The final confluent conversion from an orthogonal layered drawing into a syntax diagram for LISP 1.5 S-expressions.

Table 2. Experimental results

5 Experimental Results

In order to validate the heuristic optimizations performed by our implementation, we tested them on a set of eight real-world context-free grammars collected by Neal Wagner at the web site http://www.cs.utsa.edu/~wagner/CS3723/grammar/examples2.html together with the Lisp 1.5 and JSON grammars. For each grammar, we measured the area of our drawing (in units of rows and columns), the number of tokens (boxes) in the drawing, and the total number of connected components, both before and after optimization.
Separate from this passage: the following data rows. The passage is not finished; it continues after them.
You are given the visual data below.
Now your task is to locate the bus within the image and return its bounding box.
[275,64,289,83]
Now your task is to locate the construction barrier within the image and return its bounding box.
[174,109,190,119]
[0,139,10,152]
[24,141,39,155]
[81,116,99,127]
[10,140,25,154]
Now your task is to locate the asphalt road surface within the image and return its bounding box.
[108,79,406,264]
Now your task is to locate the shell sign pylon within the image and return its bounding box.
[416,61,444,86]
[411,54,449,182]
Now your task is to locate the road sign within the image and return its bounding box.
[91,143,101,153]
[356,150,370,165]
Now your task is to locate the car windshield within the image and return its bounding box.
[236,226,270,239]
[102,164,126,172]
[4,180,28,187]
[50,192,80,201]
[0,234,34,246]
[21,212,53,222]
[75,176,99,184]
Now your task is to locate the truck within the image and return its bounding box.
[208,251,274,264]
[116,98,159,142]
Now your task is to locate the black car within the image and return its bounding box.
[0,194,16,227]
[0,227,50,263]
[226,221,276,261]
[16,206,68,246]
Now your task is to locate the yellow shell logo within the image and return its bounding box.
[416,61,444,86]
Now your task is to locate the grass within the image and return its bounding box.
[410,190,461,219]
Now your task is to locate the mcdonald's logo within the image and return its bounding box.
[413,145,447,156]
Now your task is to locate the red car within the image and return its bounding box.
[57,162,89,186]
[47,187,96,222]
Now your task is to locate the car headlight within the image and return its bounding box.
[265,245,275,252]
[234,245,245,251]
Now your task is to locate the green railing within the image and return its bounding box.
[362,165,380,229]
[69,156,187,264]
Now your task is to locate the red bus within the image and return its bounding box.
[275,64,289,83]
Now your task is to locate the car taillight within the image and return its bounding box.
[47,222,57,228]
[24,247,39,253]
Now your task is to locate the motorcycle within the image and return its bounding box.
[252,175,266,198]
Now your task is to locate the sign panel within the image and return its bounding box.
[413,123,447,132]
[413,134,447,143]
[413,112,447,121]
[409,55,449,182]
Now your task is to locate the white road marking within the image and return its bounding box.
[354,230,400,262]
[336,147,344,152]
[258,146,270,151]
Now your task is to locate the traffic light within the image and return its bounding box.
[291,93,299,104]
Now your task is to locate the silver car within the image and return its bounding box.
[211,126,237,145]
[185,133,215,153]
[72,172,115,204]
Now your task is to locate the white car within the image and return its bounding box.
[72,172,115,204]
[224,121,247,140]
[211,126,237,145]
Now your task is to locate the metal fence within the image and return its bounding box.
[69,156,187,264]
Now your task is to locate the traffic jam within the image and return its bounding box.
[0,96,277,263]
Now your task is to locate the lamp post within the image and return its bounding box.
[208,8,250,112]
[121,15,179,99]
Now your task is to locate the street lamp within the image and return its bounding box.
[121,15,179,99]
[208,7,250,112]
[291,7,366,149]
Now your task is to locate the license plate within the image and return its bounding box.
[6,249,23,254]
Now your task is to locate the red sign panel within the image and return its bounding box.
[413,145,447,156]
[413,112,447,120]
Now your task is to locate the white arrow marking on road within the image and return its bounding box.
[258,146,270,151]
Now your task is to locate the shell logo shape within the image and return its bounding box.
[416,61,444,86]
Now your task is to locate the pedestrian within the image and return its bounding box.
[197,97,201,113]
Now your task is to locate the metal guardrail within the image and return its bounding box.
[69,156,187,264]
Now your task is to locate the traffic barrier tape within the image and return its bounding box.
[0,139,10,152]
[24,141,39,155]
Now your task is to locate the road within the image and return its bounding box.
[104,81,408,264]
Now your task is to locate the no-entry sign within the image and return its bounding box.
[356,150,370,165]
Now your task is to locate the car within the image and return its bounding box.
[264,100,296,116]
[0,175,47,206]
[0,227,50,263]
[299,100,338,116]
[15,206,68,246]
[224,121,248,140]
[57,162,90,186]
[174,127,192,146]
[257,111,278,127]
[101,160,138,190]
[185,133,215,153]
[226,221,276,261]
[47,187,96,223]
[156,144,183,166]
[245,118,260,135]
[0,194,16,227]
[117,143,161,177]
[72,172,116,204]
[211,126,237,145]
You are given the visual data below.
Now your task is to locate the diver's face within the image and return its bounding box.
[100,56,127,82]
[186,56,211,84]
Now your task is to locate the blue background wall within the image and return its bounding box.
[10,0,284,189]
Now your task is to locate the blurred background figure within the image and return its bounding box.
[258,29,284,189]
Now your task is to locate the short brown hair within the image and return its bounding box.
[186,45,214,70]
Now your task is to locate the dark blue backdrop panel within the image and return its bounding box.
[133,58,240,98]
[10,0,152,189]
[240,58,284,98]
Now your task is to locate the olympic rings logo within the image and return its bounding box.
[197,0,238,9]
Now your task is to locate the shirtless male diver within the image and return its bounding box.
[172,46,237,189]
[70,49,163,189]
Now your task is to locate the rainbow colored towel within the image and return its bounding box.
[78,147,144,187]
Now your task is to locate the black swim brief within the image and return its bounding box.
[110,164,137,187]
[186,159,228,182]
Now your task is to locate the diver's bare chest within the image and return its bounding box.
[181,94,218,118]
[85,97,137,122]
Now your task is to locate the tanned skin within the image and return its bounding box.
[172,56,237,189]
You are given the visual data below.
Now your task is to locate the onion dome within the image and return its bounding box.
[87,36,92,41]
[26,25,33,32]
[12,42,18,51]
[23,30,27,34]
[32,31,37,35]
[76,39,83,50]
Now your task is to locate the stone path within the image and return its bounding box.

The results are shown in Table 2.

As these results show, our optimizations were not always effective at reducing the total area of our drawings, and in some cases even increased the area. However, we typically achieved more significant reductions in the numbers of tokens and connected components of the drawings, which we believe to be helpful in reducing their visual clutter. Additionally, it can be seen that our optimizations are typically more effective on grammars with larger numbers of nonterminals, and less effective on grammars that have only a very small number of nonterminals, because in those cases no nesting will be possible.

We did not directly compare the results of other available syntax diagram drawing systems, but the ones we tested all appear to translate the input grammar to a diagram directly, without optimization; therefore, we believe that the results of testing them would be similar to the unoptimized lines of the table.

Fig. 10.
figure 10

A syntax diagram for S-expressions in LISP 1.5.

6 Gallery of Examples

We present in Figs. 10 and 11 two complete examples of syntax diagrams of real-world grammars drawn by our implementation. For the LISP 1.5 grammar, our optimizations reduce the entire grammar to a single graph. We also present our results for the JSON grammar, which we believe (despite its obvious flaws) compares favorably with the official hand-drawn JSON syntax diagrams. Note in particular that the JSON \(\langle \text {number}\rangle \) subgraph is not series-parallel, and therefore could not be represented by EBNF.

Fig. 11.
figure 11

A syntax diagram for the complete JSON grammar.